Il s’agit d’un changement culturel majeur, dicté par un contexte géopolitique neuf. Il était en effet nécessaire de revoir les règles du jeu après l’élargissement de l’Union et l’irruption d’une concurrence plus rude – Donald Trump qui taxe une large variété de produits européens pour faire repartir la production dans son pays ou encore la Chine qui a progressé bien plus vite que prévu. Pour autant la dynamique profonde du pouvoir au sein de l’UE reste inchangée. Aujourd’hui, trois légitimités s’affrontent en Europe : la fédérale, incarnée par la Commission ; la populaire incarnée par le Parlement européen et la gouvernementale (le Conseil de l’Europe). C’est cette dernière qui aujourd’hui a le dernier mot sur les questions budgétaires du fait de la règle de l’unanimité.

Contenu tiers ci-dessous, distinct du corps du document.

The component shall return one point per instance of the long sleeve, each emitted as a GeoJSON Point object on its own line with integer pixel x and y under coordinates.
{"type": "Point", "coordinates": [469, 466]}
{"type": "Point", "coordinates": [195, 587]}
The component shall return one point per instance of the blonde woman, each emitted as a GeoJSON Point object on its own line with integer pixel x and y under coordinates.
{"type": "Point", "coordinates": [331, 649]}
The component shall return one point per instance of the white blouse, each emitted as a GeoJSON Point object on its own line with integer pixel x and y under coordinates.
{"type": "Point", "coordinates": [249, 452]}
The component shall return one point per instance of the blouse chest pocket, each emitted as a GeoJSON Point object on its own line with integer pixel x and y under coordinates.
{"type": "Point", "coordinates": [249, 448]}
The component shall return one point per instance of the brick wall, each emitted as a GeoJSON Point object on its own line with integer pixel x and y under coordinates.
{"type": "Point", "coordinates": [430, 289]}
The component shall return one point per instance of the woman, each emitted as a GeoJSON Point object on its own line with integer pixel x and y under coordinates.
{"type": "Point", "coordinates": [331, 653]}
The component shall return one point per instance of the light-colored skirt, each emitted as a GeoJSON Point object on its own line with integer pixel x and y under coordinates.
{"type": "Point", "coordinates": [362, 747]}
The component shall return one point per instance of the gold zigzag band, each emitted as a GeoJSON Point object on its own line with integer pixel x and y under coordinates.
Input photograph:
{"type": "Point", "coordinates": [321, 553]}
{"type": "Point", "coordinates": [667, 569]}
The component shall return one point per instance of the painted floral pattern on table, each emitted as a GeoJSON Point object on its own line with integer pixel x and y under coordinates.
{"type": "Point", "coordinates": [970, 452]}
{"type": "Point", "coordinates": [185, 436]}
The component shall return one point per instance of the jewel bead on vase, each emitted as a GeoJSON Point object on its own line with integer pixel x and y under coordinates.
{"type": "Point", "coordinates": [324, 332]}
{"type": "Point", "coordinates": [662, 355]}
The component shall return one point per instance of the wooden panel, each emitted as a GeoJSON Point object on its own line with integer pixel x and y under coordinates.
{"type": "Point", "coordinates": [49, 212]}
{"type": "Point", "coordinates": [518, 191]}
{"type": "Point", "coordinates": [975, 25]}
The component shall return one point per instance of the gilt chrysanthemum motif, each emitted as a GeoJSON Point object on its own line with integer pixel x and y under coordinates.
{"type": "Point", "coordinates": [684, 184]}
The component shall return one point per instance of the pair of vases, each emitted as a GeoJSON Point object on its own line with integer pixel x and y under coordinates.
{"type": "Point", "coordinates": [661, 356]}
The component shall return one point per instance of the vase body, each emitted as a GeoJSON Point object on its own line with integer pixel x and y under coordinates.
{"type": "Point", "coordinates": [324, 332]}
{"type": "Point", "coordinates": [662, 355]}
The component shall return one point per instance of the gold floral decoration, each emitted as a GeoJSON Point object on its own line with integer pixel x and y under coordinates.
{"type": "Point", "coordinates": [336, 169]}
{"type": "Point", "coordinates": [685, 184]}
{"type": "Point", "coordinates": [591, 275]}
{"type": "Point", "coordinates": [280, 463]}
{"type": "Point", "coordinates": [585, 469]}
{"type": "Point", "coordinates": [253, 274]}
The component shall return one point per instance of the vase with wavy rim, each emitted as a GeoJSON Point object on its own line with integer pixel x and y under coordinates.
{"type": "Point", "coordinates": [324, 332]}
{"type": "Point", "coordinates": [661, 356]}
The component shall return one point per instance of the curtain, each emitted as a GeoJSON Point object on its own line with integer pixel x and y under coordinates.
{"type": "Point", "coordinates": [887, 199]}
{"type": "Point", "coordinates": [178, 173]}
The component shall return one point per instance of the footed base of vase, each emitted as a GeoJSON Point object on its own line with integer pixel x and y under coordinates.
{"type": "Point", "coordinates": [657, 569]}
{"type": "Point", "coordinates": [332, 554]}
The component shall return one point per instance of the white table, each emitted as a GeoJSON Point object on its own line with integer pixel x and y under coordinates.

Aussi, malgré le Brexit, des points d’achoppement majeurs demeurent – en attestent la durée des négociations et la frustration suscitée par l’obstruction des frugaux. Les stratégies non-coopératives, notamment fiscales, de certains états membres ne vont pas disparaitre du jour au lendemain avec le départ britannique, et la gouvernance européenne reste largement perfectible. Il n’en demeure pas moins qu’au terme du processus, chacun s’est dit satisfait (même la presse pro-Orban, qui a salué une « victoire ») rappelant que l’Europe est après tout un espace de négociations internationales unique et innovant, auquel il arrive d’être efficace.